Apply the substitution rule to evaluate both definite and indefinite integrals by making an appropriate substitution to simplify the integrand and compute the integral.

Reversing the Chain Rule: \(u\)-substitution

How can we find the antiderivative of the function

\[ g(x) = x e^{x^2} \ \text{and} \ h(x) = e^{x^2}? \nonumber \]

It is important to remember that differentiation and antidifferentiation are almost inverse processes (that they are not is due to the \(+C\) that arises when antidifferentiating). This almost-inverse relationship enables us to take any known derivative rule and rewrite it as a corresponding rule for an indefinite integral. For example, since

\[ \frac{d}{dx} \left[x^5\right] = 5x^4\text{,} \nonumber \]

we can equivalently write

\[ \int 5x^4 \, dx = x^5 + C\text{.} \nonumber \]

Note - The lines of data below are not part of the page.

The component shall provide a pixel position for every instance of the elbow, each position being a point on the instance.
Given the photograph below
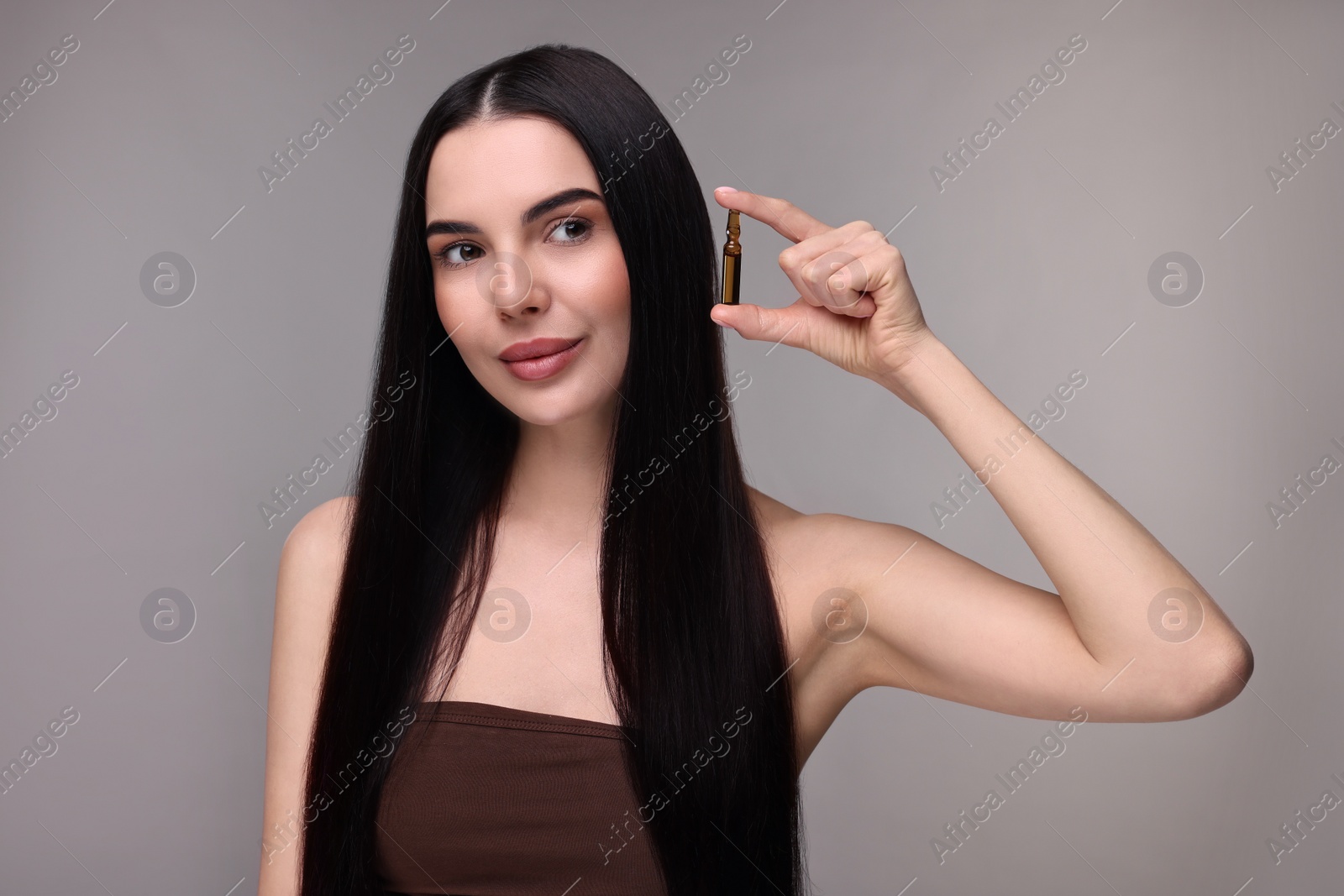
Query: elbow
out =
(1220, 678)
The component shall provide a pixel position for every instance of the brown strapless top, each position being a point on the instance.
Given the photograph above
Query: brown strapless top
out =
(494, 801)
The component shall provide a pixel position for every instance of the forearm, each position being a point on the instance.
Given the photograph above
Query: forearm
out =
(1106, 567)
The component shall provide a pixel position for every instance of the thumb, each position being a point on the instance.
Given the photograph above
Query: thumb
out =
(788, 325)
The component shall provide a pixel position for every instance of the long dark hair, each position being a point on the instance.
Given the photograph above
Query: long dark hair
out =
(691, 629)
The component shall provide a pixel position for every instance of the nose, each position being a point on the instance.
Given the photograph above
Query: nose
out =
(510, 284)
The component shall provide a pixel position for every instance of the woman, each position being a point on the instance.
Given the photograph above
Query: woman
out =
(553, 600)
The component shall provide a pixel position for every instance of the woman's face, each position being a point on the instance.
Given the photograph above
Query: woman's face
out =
(523, 251)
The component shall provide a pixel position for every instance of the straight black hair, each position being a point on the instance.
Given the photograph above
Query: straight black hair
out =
(692, 638)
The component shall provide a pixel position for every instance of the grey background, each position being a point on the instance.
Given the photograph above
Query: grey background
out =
(1030, 265)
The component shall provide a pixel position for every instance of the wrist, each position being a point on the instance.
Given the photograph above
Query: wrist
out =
(913, 379)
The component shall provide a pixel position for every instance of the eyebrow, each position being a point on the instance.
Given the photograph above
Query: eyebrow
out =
(550, 203)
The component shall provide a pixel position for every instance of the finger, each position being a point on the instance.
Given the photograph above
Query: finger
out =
(830, 269)
(784, 217)
(792, 325)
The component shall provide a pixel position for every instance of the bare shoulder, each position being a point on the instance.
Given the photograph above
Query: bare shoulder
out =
(307, 586)
(826, 550)
(320, 535)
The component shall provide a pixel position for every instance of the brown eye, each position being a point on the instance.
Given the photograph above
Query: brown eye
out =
(447, 261)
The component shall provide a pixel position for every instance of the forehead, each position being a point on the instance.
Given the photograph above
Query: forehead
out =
(483, 170)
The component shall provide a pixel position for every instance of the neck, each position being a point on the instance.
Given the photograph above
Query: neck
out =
(558, 474)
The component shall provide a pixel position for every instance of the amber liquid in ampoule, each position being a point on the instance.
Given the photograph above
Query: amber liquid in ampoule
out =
(732, 261)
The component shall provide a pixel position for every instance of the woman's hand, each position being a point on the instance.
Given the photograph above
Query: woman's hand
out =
(855, 307)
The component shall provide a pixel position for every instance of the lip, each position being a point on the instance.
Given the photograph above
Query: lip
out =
(539, 358)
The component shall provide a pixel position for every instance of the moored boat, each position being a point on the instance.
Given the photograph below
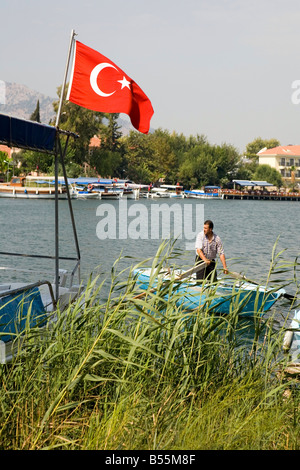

Recall that the Chain Rule states that

\[ \frac{d}{dx} \left[ f(g(x)) \right] = f'(g(x)) \cdot g'(x)\text{.} \nonumber \]

Restating this relationship in terms of an indefinite integral,

\[ \int f'(g(x)) g'(x) \, dx = f(g(x))+C\text{.}\label{iLY}\tag{\(\PageIndex{1}\)} \]

Equation \(\PageIndex{1}\) tells us that if we can view a given function as \(f'(g(x)) g'(x)\) for some appropriate choices of \(f\) and \(g\text{,}\) then we can antidifferentiate the function by reversing the Chain Rule. Note that both \(g(x)\) and \(g'(x)\) appear in the form of \(f'(g(x)) g'(x)\text{;}\) we will sometimes say that we seek to identify a function-derivative pair (\(g(x)\) and \(g'(x)\)) when trying to apply the rule in Equation \(\PageIndex{1}\).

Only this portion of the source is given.